New Greek Finance Minister: he devised a way to get Papandreou off the hook, he steered Greece into the Euro in 2001. The plot thickens.
How a top German consultancy fed the Greeks a lifeline…to no avail.
Yannis Stournaras, the new Minister of Finance in Greece, has landed himself a pole-position job. Stournaras is something of a thoroughbred old-Establishment Greek politician: he emerged as a force in the old days of Kostas Simitis, the former Prime Minister of Greece, who – as one source put it earlier this week – “was the master builder of the greek tragedy right at the outset”. It isn’t meant as a compliment.
The facts bear this out: one way and another, Simitis schemed to disguise the chronic problems of the Greek economy and get Greece into the Eurozone. During the period of his governance, official data presented inflation as having decreased from 15% to 3%, public deficits diminished from 14% to 3%, with GDP allegedly increasing at an annual average of 4% – and actual labour incomes increasing at a rate of 3% per year. It was largely a tissue of lies that Eurostat had caught onto by 2006: whenever any Sprout or Europol tells you the Greek collapse came as a shock to Berlin-am-Brussels after Papandreou came to power, you know you are in the presence of a fool or a liar. The eurozoners knew from Day One that Greece was a potential liability….but it suited theur hubris-fuelled ambition to have them in.
Stournaras’s nickname in Greece is ‘Mr Euro’. Frequently described as ‘the man who steered Greece into the eurozone’, he was chief economic adviser and a very close aide to former Prime Minister Costas Simitis when Greece was negotiating euro entry up until 2001.

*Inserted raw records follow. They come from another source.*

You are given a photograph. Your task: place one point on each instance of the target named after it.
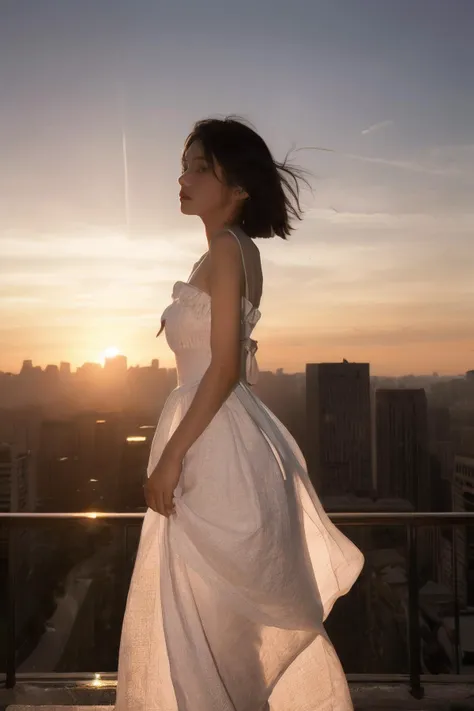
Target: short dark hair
(246, 161)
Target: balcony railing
(411, 526)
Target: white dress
(228, 596)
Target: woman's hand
(161, 484)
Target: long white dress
(228, 596)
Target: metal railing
(412, 521)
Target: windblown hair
(246, 161)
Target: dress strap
(197, 267)
(243, 261)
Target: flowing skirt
(228, 596)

In October 2011, Yannis Stournaras proposed and formed a Greek sovereign debt reduction scheme called KAPPA (Initiative for Protection and Exploitation of Govermental Real Estate ).

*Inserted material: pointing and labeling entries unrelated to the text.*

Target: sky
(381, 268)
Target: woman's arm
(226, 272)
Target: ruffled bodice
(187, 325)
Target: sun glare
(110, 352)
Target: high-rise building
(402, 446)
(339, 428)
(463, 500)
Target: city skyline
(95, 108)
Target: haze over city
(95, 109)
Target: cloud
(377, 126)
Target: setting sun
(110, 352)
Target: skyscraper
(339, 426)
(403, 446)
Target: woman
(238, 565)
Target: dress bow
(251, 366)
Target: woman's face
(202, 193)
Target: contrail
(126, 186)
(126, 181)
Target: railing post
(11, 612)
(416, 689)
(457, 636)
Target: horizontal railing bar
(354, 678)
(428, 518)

The proposal envisaged the establishment of a public company to offer a diversified portfolio of real estate and movable assets, which will then be sold to a European body (European Investment Bank or EFSF), and be disbursed immediately as €75 billion to massively reduce Greek public debt.
Codenamed “Archimedes”, it was in reality the brainchild of multinational consultancy giant Roland Berger – by far the biggest management consultancy in Germany, it turns over a whopping €0.8 billion per annum…and is based in Frankfurt. In September 2011, it had presented an ingenious plan in that City of Bankers to a Greek delegation led by Stournaras. In full, its recommendations suggested bundling Greek state assets worth €125 bn into a holding company, and selling it to the EU. This company would issue bonds, and the Greek State would be allowed to use these.
Had it gone ahead, Roland Berger predicted it would reduce Greek debt from 145% to 88% of GDP.
Enthusiastic about the idea, Stournaras submitted RB’s plan to the Papandreou goverment and the Troika together a month later. They r ejected it, and instead, Papandreou, the IMF, and the ECB chose the far more risky (and, as it turned out, damaging) option of private bondholder haircuts and a second bailout.
It’s hard not to make two simple empirical observations at this point: as the Slogpost of three days ago demonstrated, Berlin conspired with Greece eighteen months before these events to exaggerate the Greek deficit (in order to ensure full eurozone contributions to the bailout). Now here the Troika was, looking a relative gift horse in the mouth….and turning it down.
One can only suspect that, had a smaller deficit in 2009 and a sale of assets to Brussels rather than a depressed open market in 2011 gone forward, Greece would’ve got back a great deal of its independent sovereignty and access to the markets than subsequently occurred. And the extrapolation from that in turn is that Merkel, Schäuble, Brussels and Lagarde have done everything in their power to reduce the chances of Greece retaining its independence.
So we can reasonably assume that this is more or less what the unlucky members answering directly to Obersturmbannführer Schäuble under the Faskal Union can expect…..more of the same.
And while we’re down here, another little afterthought: Roland Berger is at present actively involved in a scheme to create a eurozone ratings agency….the €300 million start-up cost to be funded by a consortium of German banks in Frankfurt. Just fancy that.